# Hyperbola and Ellipse's definition

1. Jun 24, 2011

### flyingpig

1. The problem statement, all variables and given/known data

An ellipse is a set of all points from two points called a focus (together a foci) has the sum of 2a

|d1 + d2| = 2a

A hyperbola is the same except it is difference.

Now my question is, just who came up with these definitions that it must equal to 2a?? Because if I don't remember that it is 2a, then I will never be able to understand the formulas.

3. The attempt at a solution

attempedt at daydreaming an answer, but failed.

2. Jun 24, 2011

### HallsofIvy

Staff Emeritus
An ellipse is a figure such that the sum of the distances from a point on the graph to the two foci is a constant. A hyperbola is a figure such that the differences of the two distance from a point to the two foci is a constant. The fact that that constant is "2a" comes only after you write the ellipse as
$$\frac{x^2}{a^2}+ \frac{y^2}{b^2}= 1$$
or
$$\frac{x^2}{b^2}+ \frac{y^2}{a^2}= 1$$
with a the length of the "major semi-axis" so that 2a is the distance between the two vertices along the longer axis.
To see that, set up and ellipse with major axis along the x-axis, center at (0, 0). Then the two foci are at (f, 0) and (-f, 0), the vertices along the line between foci are at (a, 0) and (-a, 0). The distance from vertex (a, 0) to the focus (f, 0) is a- f. The distance from that vertex to the other vertex is a from (a, 0) to the center, (0, 0), is a, of course, then the distance from (0, 0) to the other focus, (-f, 0), is f for a total distance from (a, 0) to (-f, 0) of a+ f. The total distance from (a, 0) to the two foci is (a- f)+(a+ f)= 2a. Given that that sum of distances is a constant, that constant must be 2a.

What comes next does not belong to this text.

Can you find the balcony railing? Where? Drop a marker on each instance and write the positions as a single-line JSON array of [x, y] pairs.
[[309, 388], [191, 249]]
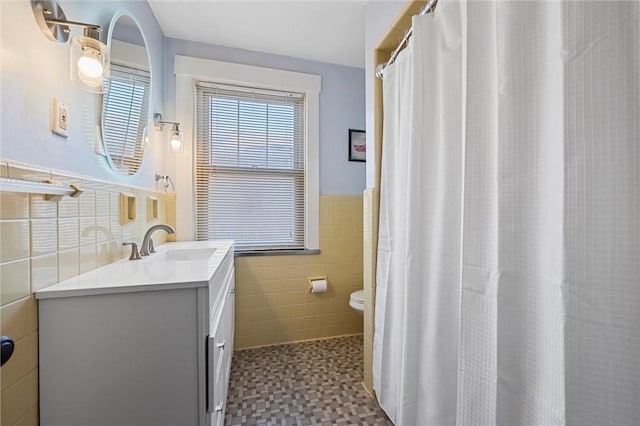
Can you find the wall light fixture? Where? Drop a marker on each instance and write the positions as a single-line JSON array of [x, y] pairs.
[[90, 64], [175, 138]]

Similarly the constant for the hyperbola is 2a only after you write the hyperbola as
$$\frac{x^2}{a^2}- \frac{y^2}{b^2}= 1$$
or
$$\frac{y^2}{a^2}- \frac{x^2}{b^2}= 1$$
with a the distance from the center of the hyperbola to s vertex.

Of course, the difference between an ellipse and a hyperbola is that the foci of an ellipse are inside the vertices while for a hyperbola, they are outside.

Again, set up the hyperbola so its center is at (0, 0), its vertices are at (-a, 0) and (a, 0), its foci at (-f,0) and (f, 0). The distance from (a, 0) to (f, 0) if f- a (the foci are now outside so f> a). The distance from (a, 0) to (-f, 0) is the distance from (a, 0) to (0, 0), a, plus the distance from (0, 0) to (-f, 0), which is f. The distance from (a, 0) to (-f, 0) is a+ f. The difference of those two distances is (a+ f)- (f- a)= 2a.